蕭蘊:“有人透露周心遠是靠走後門進來的,有這回事嗎?”
杜方沒有立刻回答,而是看了看蕭蘊。過了一會兒,杜方搖搖頭,繼續說道:“我個人認為不是。”
“個人認為?”蕭蘊注意到杜方有趣的措辭,不自覺地揚了揚眉毛。
杜方:“我見過很多學生,面試過幾千人,有些人條件很好,但是眼睛裏卻沒戲。周心遠不一樣,他的外形雖然不是最好的,但是他絕對是最會演戲的。他能在電影學院上學,絕對不是花錢進來的草包。”
蕭蘊:“嗯。”
杜方:“周心遠的确是錯過了統一面試的時間,但是校領導給他安排了單獨面試,至于為什麽能夠給他單獨面試,我就不知道了。”
蕭蘊:“他的單獨面試你有參加嗎?”
杜方:“參加了。”
蕭蘊:“你有見過周心遠的家人嗎?爸爸?媽媽?”
杜方緊皺眉頭,思索片刻,道:“沒有。”
蕭蘊:“其他的親戚呢?”
杜方:“也沒有,一個都沒有。”
蕭蘊笑了笑,換了個問題:“你知道周心遠和梁嘉譽的戀愛關系嗎?”
杜方愣住了,半天沒有說話,最後他面無表情地說道:“我不知道。”
蕭蘊:“聽說你和梁嘉譽是朋友。”
杜方:“他沒有告訴我這件事。”
蕭蘊:“好的,謝謝你杜老師。”
蕭蘊決定去周心遠的宿舍看一看,周心遠失蹤以後,他的宿舍就被學校封鎖起來,司凱樂搬到了別的地方。
那間房間被貼上了封鎖的标簽,路過的人都不是太在意。
出事之後,梁嘉譽封鎖了消息,嚴格來說,這件事并沒有鬧得太大。
蕭蘊有鑰匙,他在門口站了一會兒,便打開了周心遠宿舍的門。
很正常的男生宿舍,乍一看什麽奇怪的地方也沒有。
蕭蘊關上門,四處打量着——司凱樂的床位已經空掉了,但是周心遠的東西卻還完整地保留了下來。蕭蘊看了看他的書桌,上面書不多,有一個小小的音樂播放器、耳機、幾張收藏的黑膠唱片。

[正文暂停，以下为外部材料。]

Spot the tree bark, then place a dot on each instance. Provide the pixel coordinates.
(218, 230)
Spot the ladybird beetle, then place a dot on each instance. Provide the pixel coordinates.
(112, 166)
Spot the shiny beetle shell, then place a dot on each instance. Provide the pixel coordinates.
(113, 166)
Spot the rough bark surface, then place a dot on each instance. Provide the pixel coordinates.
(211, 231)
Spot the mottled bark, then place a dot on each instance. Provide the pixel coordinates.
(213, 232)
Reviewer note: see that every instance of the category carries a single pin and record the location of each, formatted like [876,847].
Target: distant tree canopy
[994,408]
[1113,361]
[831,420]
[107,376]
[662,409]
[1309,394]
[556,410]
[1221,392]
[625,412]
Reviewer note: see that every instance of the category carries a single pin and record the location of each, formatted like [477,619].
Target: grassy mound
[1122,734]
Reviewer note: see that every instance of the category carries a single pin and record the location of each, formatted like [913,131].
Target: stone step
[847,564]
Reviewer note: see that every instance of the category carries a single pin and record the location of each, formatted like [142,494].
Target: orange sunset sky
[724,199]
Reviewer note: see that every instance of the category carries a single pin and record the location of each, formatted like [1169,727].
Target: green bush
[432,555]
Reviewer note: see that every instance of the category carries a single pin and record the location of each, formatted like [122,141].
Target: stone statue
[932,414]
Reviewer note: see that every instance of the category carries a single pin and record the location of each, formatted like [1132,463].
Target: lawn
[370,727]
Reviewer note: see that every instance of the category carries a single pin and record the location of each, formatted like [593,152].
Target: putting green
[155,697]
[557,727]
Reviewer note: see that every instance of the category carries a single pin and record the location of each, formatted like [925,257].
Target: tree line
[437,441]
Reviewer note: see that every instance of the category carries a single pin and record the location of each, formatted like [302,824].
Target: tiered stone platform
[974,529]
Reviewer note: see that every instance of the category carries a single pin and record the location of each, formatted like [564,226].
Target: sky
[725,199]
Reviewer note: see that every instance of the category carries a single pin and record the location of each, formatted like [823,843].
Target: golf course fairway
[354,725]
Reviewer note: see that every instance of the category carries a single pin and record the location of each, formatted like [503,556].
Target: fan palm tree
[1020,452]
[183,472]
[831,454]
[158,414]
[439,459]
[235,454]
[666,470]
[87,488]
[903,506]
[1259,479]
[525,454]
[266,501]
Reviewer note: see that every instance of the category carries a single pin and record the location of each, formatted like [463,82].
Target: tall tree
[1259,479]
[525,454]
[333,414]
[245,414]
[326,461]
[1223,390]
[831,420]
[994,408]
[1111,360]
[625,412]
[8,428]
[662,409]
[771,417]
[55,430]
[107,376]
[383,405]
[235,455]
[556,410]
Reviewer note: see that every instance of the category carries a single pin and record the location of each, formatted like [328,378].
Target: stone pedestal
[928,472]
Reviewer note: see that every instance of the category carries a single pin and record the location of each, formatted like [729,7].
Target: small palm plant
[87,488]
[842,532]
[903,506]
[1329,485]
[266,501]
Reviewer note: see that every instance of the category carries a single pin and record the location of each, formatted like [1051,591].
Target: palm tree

他打開了周心遠的衣櫃,裏面都是些偏休閑的衣服,旁邊放着幾雙鞋,有比較貴的,也有普通的匡威和Vans。蕭蘊關上衣櫃,打開周心遠的抽屜,裏面亂七八糟地放了一些零食、數據線、一本海子的詩集,幾只圓珠筆,幾個筆記本。
蕭蘊翻開筆記本看了看,上面寫了一些不太連續的臺詞——周心遠在寫劇本。
可他沒有找到電腦。
他不知道是周心遠本來就沒有電腦,還是他故意把電腦轉移了。
蕭蘊站在房間的中央,試圖從紛亂的線索中找到一點頭緒。
去年十月十一日,《蜉蝣》劇組第一次來到電影學院公開試鏡,徐承被選為男主角嘉木。
十一月四日,梁嘉譽更換了《蜉蝣》的男主角,周心遠進組。
十二月十五日,《蜉蝣》的資金鏈斷掉,楓行娛樂的康岩成為新的投資商。
過年之後,周心遠向學校請了一學期的假,跟随劇組去安河村拍戲。
七月十六日,《蜉蝣》的最後一場戲在南方的一個小漁村裏進行拍攝。當天,臺風過境,周心遠不慎墜入海中,沒了音訊。
再往後,《蜉蝣》無法完成拍攝,劇組解散,梁嘉譽的精神遭受了重創。
蕭蘊點了一根煙,他回憶起梁嘉譽第一次來找他的畫面。
說實在話,蕭蘊雖然不怎麽喜歡關注娛樂圈的這些新聞,但是多多少少還是認識梁嘉譽的。可是那一天,他在病房裏見到梁嘉譽的時候,蕭蘊怎麽也無法将眼前的那個男人和風光的導演聯系在一起。
“你好。”蕭蘊打了招呼。
梁嘉譽睡在床上,整個人以肉眼可見的速度消瘦下去,他的眼睛裏什麽也沒有,盯着蕭蘊看了半天,不知道他是來做什麽的。
這個男人聽不見,蕭蘊想,他已經崩潰了。
梁琦君:“嘉譽,這是蕭蘊,他是國內最有名的私家偵探了,你看看……你跟他說,他能幫你。”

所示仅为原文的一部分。